Milton: Impressionante! Você conseguiu achar uma maneira de tirar o governo de cima do mercado! Sem a taxação sobre a produção e consumo, os salários seriam bem maiores, a produção seria incentivada e o mercado poderia gerar um equilíbrio bem melhor. De todos os impostos, esse me parece o menos pior até, hehe.

Bernie: Mas isso seria uma taxação progressiva? Me parece que isso nos impediria de taxar fortunas.

Henrique: Bom, quem seriam os donos das maiores propriedades, os trabalhadores comuns ou os ricos?

Bernie: Os ricos, claro.

Henrique: Além de terem mais propriedades, os ricos não moram em locais muito melhores e mais caros?

Bernie: Moram. Acho que entendi! Como os ricos moram em lugares mais caros os impostos sobre eles serão maiores! Nenhum rico vai morar em bairro perigoso, então eles não tem como escapar disso!

Milton: Além disso, a sonegação seria bem mais difícil com um só imposto e em algo imóvel como a terra. Seria fácil pegar os valores certos e cobrar corretamente.

Bernie: É uma ideia interessante, Henri.
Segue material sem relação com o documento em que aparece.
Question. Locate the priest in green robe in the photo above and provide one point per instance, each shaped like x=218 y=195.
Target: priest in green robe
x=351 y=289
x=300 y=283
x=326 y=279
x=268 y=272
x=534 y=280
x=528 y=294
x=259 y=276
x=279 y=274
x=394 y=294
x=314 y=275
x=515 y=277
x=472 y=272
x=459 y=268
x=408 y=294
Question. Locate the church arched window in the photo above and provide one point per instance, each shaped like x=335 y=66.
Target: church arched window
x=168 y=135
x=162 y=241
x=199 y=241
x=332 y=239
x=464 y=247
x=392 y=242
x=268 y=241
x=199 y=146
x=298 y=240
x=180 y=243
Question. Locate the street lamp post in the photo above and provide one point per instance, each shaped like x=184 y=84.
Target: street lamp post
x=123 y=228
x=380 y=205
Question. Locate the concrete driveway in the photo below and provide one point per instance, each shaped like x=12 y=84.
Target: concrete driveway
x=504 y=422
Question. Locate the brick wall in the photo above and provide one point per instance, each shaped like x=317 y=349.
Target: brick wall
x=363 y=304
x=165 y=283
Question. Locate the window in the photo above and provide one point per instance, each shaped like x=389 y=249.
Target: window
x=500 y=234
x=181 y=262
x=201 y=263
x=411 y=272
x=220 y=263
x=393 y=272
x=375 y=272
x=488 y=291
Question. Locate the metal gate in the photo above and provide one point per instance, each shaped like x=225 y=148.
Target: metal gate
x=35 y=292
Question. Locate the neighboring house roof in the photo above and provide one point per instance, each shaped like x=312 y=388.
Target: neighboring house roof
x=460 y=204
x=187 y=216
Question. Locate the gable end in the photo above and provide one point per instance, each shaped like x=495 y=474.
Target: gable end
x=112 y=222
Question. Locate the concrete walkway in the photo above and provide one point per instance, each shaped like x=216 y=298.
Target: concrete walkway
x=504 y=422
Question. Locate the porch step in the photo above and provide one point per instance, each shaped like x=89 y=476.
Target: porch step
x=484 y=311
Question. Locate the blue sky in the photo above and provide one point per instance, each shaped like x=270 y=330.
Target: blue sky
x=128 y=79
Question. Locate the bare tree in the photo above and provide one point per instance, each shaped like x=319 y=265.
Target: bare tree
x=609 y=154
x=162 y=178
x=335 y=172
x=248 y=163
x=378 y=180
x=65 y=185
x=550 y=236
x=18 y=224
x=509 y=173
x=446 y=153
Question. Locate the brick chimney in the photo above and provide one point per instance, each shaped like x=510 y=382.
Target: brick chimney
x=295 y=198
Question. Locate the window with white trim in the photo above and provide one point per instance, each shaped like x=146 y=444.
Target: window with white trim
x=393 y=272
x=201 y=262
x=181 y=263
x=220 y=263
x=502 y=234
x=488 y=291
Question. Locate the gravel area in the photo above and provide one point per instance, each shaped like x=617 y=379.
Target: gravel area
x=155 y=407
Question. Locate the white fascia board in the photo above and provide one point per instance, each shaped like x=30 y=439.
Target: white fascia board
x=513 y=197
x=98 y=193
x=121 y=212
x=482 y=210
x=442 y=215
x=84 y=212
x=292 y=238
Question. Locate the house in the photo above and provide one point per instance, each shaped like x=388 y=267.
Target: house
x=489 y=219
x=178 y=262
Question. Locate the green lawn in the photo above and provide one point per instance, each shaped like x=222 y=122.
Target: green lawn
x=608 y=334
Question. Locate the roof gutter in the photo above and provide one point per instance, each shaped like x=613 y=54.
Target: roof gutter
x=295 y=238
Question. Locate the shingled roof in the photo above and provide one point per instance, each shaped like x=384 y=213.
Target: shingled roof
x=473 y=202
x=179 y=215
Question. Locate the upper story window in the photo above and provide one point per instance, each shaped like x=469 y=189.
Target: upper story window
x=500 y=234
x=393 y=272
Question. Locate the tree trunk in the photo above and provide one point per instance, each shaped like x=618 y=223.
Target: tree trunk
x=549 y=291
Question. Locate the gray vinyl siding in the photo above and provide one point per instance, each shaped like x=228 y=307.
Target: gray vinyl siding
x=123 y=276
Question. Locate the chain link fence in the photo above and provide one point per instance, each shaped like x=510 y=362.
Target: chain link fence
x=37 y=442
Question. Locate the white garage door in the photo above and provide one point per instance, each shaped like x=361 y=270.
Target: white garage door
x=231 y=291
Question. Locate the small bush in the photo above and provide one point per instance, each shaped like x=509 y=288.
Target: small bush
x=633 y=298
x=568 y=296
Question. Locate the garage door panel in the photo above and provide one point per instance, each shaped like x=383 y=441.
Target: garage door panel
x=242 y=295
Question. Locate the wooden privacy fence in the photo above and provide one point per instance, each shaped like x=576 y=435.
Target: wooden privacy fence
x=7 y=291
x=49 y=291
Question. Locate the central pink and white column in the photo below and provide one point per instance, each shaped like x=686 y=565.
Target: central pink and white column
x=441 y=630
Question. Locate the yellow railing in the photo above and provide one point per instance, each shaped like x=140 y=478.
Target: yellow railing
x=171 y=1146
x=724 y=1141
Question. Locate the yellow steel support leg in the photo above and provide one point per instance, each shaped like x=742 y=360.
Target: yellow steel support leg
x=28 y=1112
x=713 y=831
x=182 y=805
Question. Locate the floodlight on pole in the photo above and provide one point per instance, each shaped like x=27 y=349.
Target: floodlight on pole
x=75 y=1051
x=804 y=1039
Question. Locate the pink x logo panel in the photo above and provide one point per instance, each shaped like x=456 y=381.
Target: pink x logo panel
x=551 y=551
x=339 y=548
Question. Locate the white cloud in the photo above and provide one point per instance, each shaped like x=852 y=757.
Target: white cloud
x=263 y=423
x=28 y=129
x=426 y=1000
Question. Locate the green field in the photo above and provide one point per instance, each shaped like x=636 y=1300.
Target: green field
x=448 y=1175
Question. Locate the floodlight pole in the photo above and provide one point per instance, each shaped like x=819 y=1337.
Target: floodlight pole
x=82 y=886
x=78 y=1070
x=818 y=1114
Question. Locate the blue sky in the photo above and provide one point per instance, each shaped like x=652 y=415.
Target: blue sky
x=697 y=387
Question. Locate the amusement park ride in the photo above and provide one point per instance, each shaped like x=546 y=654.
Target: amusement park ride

Isso seria o que exatamente?

Henrique: Como assim?

Bernie: Tipo, eu me vejo como um capitalista mais social-democrata e acho que o Milton é mais libertário, como você acha que sua ideia ficaria?

Henrique: Eu me considero mais liberal clássicão mesmo, tipo John Locke, mas acho que isso seria um capitalismo diferenciado. Nem pensei no nome.

Bernie: Tem muito a ver com a terra. Que tal algo como Geoismo? "Geo" é terra em grego e soa legal.

Milton: Soa mesmo, e também familiar...

Henrique: Depois pesquisamos então. Acho que a ideia é bem interessante e depois tenho que ver se precisa de ajustes ainda.

Milton: Sim, mas faz sentido. Vale a pena olhar bem.

Bernie: Vale mesmo. Esse sistema atual é bem injusto.